Der Gebrauchtsoftwarehändler hatte sein Geschäftsmodell auf ein Urteil des BGH vom 6. Juli 2000 (Az. I ZR 244/97) gestützt. Der BGH hatte damals entschieden, dass Microsoft einem Händler nicht verbieten kann, als „OEM-Version“ gekennzeichnete, unbenutzte, in Folie eingeschweißte Originaldatenträger ohne einen neuen PC weiterzuverkaufen. Ob und wenn ja in welchem Umfang und zu welchen Bedingungen der Käufer dieser Originaldatenträger berechtigt ist, die Software zu installieren und zu nutzen, entschied der BGH damals nicht.

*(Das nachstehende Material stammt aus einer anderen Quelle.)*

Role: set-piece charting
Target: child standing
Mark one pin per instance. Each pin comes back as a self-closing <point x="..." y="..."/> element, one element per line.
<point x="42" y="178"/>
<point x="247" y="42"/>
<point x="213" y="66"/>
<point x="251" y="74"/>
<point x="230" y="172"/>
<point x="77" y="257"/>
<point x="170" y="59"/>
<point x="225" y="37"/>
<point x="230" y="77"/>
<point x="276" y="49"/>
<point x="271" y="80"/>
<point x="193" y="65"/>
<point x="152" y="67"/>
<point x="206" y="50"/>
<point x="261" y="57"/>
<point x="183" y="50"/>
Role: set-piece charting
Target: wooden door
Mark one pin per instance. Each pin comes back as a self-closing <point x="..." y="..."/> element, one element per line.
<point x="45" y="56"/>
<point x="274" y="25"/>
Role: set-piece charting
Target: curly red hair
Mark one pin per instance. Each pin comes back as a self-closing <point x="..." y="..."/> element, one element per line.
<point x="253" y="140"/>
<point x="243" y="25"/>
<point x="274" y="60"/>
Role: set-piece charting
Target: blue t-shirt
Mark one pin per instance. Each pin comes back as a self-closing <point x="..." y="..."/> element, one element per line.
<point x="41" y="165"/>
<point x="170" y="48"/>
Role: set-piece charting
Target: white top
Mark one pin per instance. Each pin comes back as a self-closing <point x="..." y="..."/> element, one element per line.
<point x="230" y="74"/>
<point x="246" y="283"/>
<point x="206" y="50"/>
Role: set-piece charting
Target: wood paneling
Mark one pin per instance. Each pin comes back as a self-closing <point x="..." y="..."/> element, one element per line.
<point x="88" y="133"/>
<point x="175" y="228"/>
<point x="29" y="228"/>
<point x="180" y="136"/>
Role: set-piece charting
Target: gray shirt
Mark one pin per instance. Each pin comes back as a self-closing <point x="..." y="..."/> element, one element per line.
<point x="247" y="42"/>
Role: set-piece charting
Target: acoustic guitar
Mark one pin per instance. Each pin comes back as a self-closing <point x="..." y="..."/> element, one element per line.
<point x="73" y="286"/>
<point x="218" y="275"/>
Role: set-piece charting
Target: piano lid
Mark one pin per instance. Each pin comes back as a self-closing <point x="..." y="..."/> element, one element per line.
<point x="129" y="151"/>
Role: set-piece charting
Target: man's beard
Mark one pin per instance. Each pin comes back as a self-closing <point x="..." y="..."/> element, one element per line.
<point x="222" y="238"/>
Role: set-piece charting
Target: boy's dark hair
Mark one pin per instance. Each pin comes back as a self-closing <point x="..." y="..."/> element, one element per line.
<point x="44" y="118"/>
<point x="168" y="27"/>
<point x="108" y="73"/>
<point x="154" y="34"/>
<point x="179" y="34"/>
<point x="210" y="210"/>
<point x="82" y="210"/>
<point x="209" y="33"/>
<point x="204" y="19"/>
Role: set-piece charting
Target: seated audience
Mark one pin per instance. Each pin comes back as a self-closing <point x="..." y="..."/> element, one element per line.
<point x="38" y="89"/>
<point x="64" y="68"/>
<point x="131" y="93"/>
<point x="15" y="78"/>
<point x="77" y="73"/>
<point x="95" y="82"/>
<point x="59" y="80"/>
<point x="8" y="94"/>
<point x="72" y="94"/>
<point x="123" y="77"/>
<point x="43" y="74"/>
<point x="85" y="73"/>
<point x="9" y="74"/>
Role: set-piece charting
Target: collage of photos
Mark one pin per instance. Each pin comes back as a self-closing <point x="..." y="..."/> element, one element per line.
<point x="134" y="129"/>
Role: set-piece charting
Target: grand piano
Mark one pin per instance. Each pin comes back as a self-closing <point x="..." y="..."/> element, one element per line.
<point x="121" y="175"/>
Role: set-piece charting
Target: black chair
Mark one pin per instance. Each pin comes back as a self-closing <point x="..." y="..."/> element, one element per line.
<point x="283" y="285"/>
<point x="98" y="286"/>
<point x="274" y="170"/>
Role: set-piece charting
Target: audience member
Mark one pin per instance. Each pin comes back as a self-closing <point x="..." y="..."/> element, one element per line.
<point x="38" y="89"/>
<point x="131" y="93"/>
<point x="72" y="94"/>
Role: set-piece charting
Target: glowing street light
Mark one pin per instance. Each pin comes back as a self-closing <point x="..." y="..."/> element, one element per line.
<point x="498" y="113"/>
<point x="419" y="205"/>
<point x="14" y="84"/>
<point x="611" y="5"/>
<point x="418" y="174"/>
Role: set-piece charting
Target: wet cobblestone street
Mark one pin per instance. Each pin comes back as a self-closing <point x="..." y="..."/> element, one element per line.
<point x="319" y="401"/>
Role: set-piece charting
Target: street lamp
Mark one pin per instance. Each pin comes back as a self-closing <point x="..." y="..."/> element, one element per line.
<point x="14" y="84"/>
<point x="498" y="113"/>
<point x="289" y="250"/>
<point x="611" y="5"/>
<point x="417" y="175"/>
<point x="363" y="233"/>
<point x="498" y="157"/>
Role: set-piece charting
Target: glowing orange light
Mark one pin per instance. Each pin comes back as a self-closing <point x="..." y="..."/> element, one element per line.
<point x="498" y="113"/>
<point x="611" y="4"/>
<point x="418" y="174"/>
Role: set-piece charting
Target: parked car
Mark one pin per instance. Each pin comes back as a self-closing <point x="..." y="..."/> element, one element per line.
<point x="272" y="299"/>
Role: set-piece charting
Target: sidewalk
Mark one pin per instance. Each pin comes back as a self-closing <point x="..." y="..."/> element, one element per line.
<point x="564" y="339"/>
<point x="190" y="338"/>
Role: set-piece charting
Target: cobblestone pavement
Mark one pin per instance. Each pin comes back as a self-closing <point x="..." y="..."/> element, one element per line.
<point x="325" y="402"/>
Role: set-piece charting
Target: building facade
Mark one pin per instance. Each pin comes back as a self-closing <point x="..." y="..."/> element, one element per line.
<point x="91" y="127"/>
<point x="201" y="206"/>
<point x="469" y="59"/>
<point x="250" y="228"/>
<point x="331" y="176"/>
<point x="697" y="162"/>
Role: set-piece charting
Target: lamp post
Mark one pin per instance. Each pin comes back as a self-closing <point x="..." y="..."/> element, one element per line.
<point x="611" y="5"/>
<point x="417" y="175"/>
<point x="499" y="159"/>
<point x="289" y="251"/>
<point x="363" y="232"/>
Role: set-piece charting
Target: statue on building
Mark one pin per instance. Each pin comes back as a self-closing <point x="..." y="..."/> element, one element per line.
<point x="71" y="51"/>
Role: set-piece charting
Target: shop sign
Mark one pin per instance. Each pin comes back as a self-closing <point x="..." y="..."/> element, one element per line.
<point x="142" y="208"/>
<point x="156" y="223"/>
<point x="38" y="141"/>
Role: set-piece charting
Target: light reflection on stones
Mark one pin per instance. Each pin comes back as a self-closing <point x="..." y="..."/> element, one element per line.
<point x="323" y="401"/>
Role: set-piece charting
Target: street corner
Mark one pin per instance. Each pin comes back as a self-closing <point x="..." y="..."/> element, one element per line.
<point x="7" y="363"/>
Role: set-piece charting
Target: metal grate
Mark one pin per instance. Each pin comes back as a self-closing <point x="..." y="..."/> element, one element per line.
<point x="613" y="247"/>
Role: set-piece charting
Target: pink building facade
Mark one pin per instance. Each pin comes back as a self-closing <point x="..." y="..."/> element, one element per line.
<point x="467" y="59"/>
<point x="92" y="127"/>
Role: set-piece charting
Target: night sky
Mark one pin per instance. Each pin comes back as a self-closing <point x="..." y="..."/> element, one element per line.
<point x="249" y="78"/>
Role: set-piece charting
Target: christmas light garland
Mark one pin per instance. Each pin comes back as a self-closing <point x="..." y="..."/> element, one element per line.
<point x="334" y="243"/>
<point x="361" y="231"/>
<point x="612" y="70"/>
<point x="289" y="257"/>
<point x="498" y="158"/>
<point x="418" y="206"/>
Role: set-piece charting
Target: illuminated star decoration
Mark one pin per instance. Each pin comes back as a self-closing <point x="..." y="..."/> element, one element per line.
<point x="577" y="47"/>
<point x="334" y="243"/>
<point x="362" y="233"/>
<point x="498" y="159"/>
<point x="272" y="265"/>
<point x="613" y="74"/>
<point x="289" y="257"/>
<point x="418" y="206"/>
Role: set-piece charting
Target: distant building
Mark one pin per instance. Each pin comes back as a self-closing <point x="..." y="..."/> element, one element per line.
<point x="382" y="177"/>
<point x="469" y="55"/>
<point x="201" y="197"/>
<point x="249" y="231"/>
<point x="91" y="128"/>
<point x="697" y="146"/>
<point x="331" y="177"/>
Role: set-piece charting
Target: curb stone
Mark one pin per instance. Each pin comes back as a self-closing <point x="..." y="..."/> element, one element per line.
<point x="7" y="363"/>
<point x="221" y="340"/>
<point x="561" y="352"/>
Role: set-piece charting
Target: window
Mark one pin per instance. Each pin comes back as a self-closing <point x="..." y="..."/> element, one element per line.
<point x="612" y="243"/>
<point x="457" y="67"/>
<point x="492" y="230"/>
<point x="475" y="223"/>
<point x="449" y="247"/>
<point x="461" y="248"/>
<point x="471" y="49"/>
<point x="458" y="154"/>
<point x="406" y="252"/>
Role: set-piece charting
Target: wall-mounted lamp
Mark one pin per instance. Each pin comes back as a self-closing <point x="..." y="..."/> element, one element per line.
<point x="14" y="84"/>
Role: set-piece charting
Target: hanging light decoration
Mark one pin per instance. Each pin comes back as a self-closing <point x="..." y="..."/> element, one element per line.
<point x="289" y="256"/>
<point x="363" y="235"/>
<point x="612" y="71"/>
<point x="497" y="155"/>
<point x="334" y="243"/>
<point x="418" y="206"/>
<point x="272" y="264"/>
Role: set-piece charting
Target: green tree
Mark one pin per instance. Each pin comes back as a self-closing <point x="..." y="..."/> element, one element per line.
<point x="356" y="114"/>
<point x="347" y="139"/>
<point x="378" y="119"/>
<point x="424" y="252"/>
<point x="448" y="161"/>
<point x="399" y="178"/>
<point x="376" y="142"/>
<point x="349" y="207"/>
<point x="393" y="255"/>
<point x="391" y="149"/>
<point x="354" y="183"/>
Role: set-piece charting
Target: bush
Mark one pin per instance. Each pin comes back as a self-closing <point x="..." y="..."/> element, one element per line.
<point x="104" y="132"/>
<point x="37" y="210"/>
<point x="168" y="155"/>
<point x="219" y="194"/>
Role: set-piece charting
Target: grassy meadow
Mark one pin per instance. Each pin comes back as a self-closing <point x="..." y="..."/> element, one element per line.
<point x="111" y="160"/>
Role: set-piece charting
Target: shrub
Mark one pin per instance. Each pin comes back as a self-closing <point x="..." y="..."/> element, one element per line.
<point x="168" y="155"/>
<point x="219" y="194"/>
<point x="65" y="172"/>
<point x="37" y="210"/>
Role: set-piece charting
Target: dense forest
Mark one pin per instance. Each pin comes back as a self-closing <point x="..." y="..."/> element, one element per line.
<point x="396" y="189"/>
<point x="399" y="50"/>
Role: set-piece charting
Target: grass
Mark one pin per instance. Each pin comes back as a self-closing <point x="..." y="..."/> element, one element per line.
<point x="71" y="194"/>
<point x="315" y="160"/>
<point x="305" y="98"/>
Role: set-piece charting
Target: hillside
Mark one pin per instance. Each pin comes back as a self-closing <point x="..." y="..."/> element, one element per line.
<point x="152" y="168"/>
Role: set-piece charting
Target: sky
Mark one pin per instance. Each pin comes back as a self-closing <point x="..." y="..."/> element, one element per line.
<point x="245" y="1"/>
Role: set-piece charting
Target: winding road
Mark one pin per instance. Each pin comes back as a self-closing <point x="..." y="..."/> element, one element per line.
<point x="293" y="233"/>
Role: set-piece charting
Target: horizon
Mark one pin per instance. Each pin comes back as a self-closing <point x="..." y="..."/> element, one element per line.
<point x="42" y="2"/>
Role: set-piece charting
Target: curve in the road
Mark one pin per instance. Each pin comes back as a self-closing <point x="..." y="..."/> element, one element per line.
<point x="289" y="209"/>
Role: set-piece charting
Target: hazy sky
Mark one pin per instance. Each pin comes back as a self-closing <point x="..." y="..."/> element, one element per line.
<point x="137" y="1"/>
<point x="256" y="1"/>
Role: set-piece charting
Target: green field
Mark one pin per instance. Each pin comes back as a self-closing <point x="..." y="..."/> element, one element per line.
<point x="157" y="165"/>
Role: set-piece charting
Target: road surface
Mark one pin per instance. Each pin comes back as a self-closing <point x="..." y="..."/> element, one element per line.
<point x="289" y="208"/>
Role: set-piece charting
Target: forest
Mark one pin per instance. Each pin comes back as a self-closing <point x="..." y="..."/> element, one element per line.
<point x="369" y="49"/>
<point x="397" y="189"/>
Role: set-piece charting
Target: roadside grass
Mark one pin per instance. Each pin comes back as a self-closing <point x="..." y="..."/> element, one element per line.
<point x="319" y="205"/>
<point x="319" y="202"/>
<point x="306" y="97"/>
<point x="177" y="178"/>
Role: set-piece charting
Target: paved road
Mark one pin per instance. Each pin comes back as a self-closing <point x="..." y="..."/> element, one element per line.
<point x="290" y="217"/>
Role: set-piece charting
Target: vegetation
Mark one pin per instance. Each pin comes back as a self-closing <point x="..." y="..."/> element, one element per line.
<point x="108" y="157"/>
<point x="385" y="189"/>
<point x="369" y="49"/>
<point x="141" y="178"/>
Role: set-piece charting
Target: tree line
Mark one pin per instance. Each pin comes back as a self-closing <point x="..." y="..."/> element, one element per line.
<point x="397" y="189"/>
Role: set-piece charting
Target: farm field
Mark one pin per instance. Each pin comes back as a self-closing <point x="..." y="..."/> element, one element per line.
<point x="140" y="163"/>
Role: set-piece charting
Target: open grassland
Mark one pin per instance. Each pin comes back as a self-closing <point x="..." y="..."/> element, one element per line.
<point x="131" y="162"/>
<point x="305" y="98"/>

Kunden des Gebrauchtsoftwarehändlers erhalten jedoch regelmäßig keine Originaldatenträger, und der Gebrauchtsoftwarehändler lässt sich von den ursprünglichen Lizenznehmern regelmäßig keine Originaldatenträger übergeben. Heutzutage wäre in vielen Fällen eine Übergabe eines Originaldatenträgers zudem schon deshalb nicht möglich, weil viele Lizenznehmer sich die Software über das Internet herunterladen – so auch in dem aktuellen BGH-Fall. Der ursprüngliche Lizenznehmer übergibt dem Gebrauchtsoftwarehändler lediglich ein Schriftstück, in dem er ohne irgendeinen Nachweis behauptet, rechtmäßiger Inhaber der Softwarelizenzen zu sein, diese jedoch nicht weiter zu verwenden. Der Gebrauchtsoftwarehändler gibt dieses Schriftstück aber nicht an die Kunden weiter, sondern legt es einem Notar vor, der sodann ohne Nennung des Namens des ursprünglichen Lizenznehmers schriftlich bestätigt, dass ihm dieses Schriftstück vorgelegen habe. Die Kunden des Gebrauchtsoftwarehändlers erhalten lediglich diese notarielle Bestätigung sowie eine selbstgedruckte Lizenzurkunde. Die Software selbst erhalten sie regelmäßig nicht vom Gebrauchtsoftwarehändler, sondern sie müssen sich die Software anderweitig beschaffen, also kopieren. Die Kunden können daher anhand der Unterlagen, die sie vom Gebrauchtsoftwarehändler erhalten, nicht nachweisen, dass die Lizenzen ursprünglich ordnungsgemäß erworben wurden, wer ursprünglicher Lizenznehmer war, und dass dieser die Lizenzen tatsächlich nicht mehr nutzt.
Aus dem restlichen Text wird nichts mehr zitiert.